A historic union election at the Amazon warehouse in Alabama is currently being voted on.

Jay Reeves / AP

The hand-counting of votes continues in a high-profile, high-stakes election Friday that will determine whether Amazon employees in Alabama will form the company’s first unionized warehouse in the United States

At the end of Thursday, more than two-thirds of the votes were against union formation, with no votes more than 1,100 votes to 463 in favor.

A total of 3,215 ballots were cast by Amazon employees asking whether they wanted to join the retail, wholesale and department store union. That’s about 55% of all workers in the Bessemer, Ala. Camp who were eligible to vote.

Hundreds of ballots were challenged mainly by Amazon, according to the union. That means they are not on the current list, but they could play a big role if the outcome is close enough for these ballots to affect the outcome. The legal process for the National Labor Relations Board to decide whether to count the contested ballots can take weeks.

Why is the Amazon Union vote count taking so long?

Regardless of the outcome, the losing side should question the choice and possibly try to reverse the outcome.

For example, the union has raised concerns about Amazon’s actions to influence the vote. One such move was Amazon’s push to install a USPS mailbox right outside the warehouse, which the union believes affected the vote. The union also argues that the PO Box violated the NLRB’s decision denying Amazon’s request to put ballot boxes in the camp for personal voting.

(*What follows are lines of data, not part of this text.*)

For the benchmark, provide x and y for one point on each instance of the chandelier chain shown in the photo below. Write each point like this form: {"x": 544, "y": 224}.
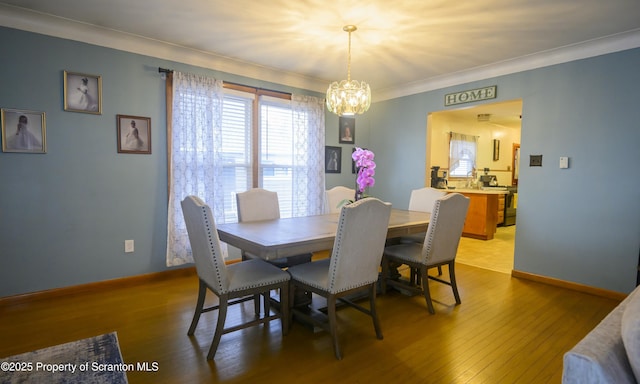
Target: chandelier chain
{"x": 349, "y": 59}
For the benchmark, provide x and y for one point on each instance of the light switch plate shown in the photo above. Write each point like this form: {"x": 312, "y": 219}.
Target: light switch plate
{"x": 564, "y": 162}
{"x": 128, "y": 246}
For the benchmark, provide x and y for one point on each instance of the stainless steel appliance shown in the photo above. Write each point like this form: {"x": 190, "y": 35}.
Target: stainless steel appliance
{"x": 438, "y": 181}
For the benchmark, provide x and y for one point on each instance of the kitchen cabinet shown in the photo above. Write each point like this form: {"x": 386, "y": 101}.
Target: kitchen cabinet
{"x": 484, "y": 212}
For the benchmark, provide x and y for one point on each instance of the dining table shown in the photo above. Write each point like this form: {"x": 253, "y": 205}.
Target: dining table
{"x": 274, "y": 239}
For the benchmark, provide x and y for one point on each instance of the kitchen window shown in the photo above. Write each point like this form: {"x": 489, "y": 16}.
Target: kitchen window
{"x": 462, "y": 154}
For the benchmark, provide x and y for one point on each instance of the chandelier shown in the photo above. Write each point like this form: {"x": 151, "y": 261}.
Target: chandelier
{"x": 348, "y": 97}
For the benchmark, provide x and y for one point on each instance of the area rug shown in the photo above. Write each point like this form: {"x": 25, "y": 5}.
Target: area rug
{"x": 94, "y": 360}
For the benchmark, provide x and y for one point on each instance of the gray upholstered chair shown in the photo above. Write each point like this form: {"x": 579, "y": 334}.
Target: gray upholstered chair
{"x": 232, "y": 284}
{"x": 352, "y": 267}
{"x": 258, "y": 204}
{"x": 439, "y": 248}
{"x": 422, "y": 200}
{"x": 335, "y": 195}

“Our system is broken, Amazon has taken full advantage of it, and we will call on the labor authority to hold Amazon accountable for its illegal and outrageous behavior during the campaign,” union president Stuart Appelbaum said in a statement Thursday evening. “But make no mistake. This is still an important moment for the working people and their voices are heard.”

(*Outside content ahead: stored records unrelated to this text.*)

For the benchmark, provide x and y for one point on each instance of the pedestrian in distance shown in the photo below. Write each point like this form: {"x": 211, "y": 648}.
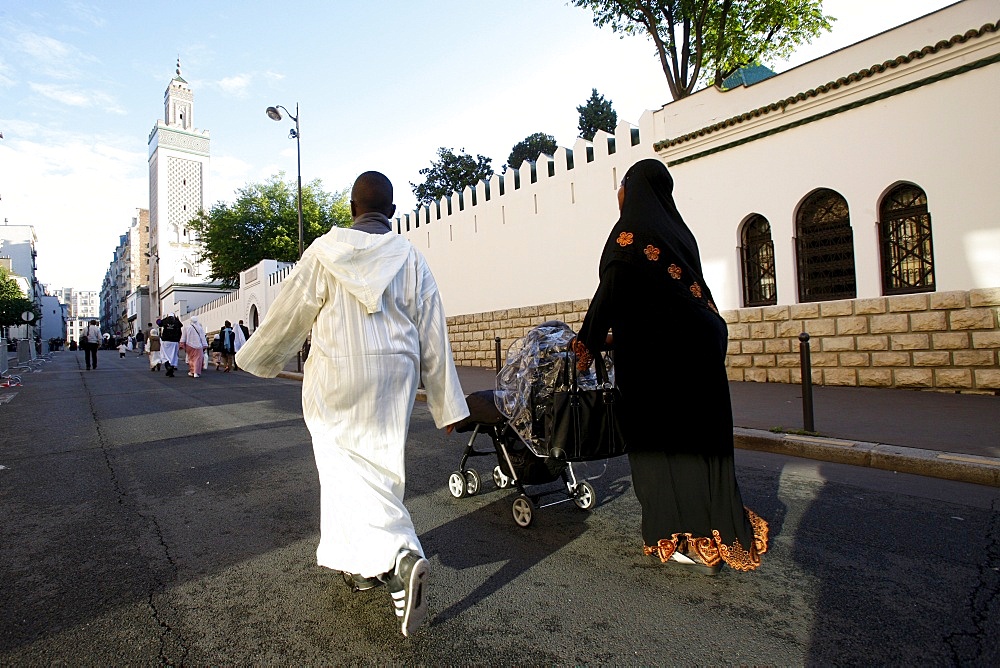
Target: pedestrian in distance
{"x": 378, "y": 329}
{"x": 227, "y": 346}
{"x": 238, "y": 340}
{"x": 669, "y": 345}
{"x": 195, "y": 345}
{"x": 90, "y": 340}
{"x": 153, "y": 345}
{"x": 170, "y": 337}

Amazon did not respond immediately on Thursday, but in the past the company has argued that the union does not hold a majority of the views of its workers and does not promote their pay and benefits. About the mailbox, Amazon has said that the USPS installed it for the convenience of workers, while Amazon’s tent made voting “convenient, safe and private”.

A handful of NLRB agents tabulate the anonymous ballots by hand, call each vote and place green slips of paper in plastic containers with handwritten characters for “yes”, “no”, “void” and “challenge”. The trial will be streamed online to representatives from Amazon, the union, and pre-registered members of the media and the public.

Why is this union vote so highly regarded? Here are some overviews of what it is about:

Editor’s note: Amazon is one of NPR’s youngest financial supporters.